Public safety in the Golden Isles will be the priority when the Ahmaud Arbery trial begins.
Brunswick Mayor Cornell Harvey and Glynn County Commission Chairman Wayne Neal said the city and county are going to ensure the crowds that are expected for the trial remain orderly.
Jury selection in the trial of three men accused in the 2000 shooting death of Arbery — Travis McMichael, Greg McMichael and William “Roddie” Bryan — begins Monday.
They discussed the trial at Wednesday’s quarterly Unified Breakfast sponsored by the Golden Isles Chamber of Commerce
“Public safety is always paramount,” Harvey said. “We don’t want people to tear up our area.”
Neal said he expects a “tremendous amount of visitors” for the trial and they have the right to voice their opinions peacefully.
“As we move through this trial, there will be some good things and bad things,” he said. “Our team is prepared for every eventuality. We have resources from around the state and surrounding states. Glynn County is prepared to do the best of our ability.”
Participants in the unified breakfast included city and county officials, as well as representatives from the city and county development authorities, the convention and visitors bureau and the Golden Isles Chamber of Commerce.
Harvey and Neal acknowledged that city and county relationships are continuing to improve.
“We share ideas about the vision for our future,” Neal said.
A consultant is helping to manage the county while the search for a permanent county manager continues. Neal said an interim county manager will soon be coming on board, but he was not prepared to disclose the identify of the individual.
“He has a tremendous amount of experience,” he said.

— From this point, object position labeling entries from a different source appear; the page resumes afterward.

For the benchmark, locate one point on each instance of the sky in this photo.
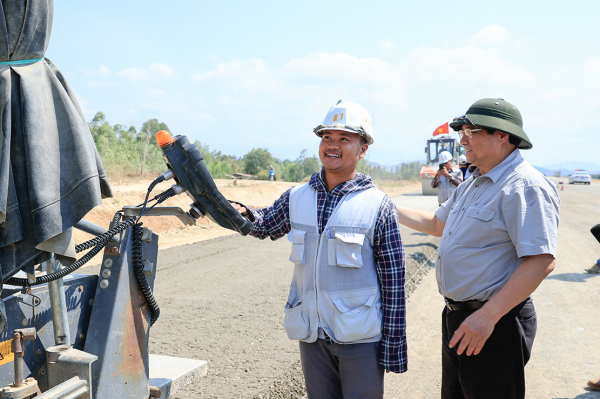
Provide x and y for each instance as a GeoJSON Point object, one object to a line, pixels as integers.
{"type": "Point", "coordinates": [239, 75]}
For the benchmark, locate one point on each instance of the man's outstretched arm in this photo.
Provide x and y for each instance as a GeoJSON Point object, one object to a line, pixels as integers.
{"type": "Point", "coordinates": [272, 221]}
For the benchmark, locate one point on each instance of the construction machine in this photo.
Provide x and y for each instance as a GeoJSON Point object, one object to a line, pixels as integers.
{"type": "Point", "coordinates": [435, 145]}
{"type": "Point", "coordinates": [70, 335]}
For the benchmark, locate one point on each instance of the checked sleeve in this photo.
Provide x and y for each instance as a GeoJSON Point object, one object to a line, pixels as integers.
{"type": "Point", "coordinates": [389, 259]}
{"type": "Point", "coordinates": [273, 221]}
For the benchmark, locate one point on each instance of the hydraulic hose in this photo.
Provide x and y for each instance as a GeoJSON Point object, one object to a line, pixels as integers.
{"type": "Point", "coordinates": [138, 269]}
{"type": "Point", "coordinates": [96, 243]}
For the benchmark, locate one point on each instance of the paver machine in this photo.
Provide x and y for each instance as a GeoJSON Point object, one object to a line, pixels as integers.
{"type": "Point", "coordinates": [70, 335]}
{"type": "Point", "coordinates": [435, 145]}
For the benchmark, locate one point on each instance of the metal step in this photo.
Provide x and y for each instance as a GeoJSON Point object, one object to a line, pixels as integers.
{"type": "Point", "coordinates": [172, 374]}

Mathew Hill, director of the Brunswick Downtown Development Authority, gave a summary of how the city fared during the past fiscal year. He said 50 new businesses started — an all-time high — and 36 new residential units opened downtown.
Scott McQuade, president and CEO of the Golden Isles Convention and Visitors Bureau, explained the importance of the tourism industry, the county’s largest employer. He said 15,000 workers in the tourism industry help serve the 3.3 million visitors who came to the Golden Isles during the past fiscal year that ended in June.

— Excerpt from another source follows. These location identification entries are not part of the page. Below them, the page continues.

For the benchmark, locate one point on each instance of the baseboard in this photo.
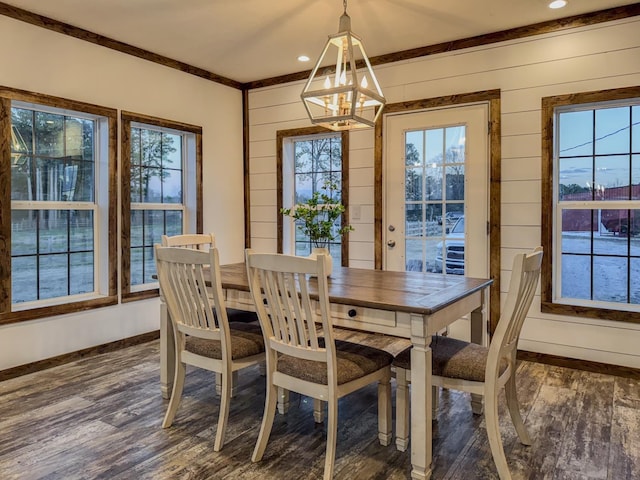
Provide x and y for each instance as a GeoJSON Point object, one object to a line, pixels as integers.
{"type": "Point", "coordinates": [73, 356]}
{"type": "Point", "coordinates": [586, 365]}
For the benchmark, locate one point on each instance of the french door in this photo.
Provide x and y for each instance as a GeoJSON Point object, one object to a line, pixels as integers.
{"type": "Point", "coordinates": [436, 191]}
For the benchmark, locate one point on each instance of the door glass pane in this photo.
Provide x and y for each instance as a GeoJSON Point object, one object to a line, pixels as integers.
{"type": "Point", "coordinates": [434, 195]}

Tourism last year generated $11.4 million in bed tax for the county, with eight of the 12 months setting records. And those records may not last long. McQuade said July’s tourism numbers are 78% higher than the same month last year, and the August numbers are 22% ahead of last year.

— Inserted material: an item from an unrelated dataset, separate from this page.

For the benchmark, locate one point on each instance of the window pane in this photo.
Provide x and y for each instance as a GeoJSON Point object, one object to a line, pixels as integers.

McQuade credited the success to an aggressive marketing campaign.
The county has started enforcing the collection of bed taxes from rental homes, bringing in nearly $300,000 a month.
McQuade said there are a lot of mainland rentals that are not paying the bed tax.
“They are spread out across the entire county,” he said. “There is an opportunity for the city to have the same ordinance as the county.”
The outlook for the next six months remains positive, he said.
Ryan Moore, president and CEO of the Golden Isles Economic Development Authority, said the quarterly breakfasts are a great way to get all the county’s leadership in the same room at the same time.
The authority’s role is to remove barriers to growth. He said 15 new projects during the past fiscal year will invest $4 billion and generate 5,000 new jobs in the county.
Moore said there will be two announcements in November about business expansions.
“Industry knows this is a place to invest in infrastructure,” he said. “We want to make sure we’re there if there is an opportunity for growth.”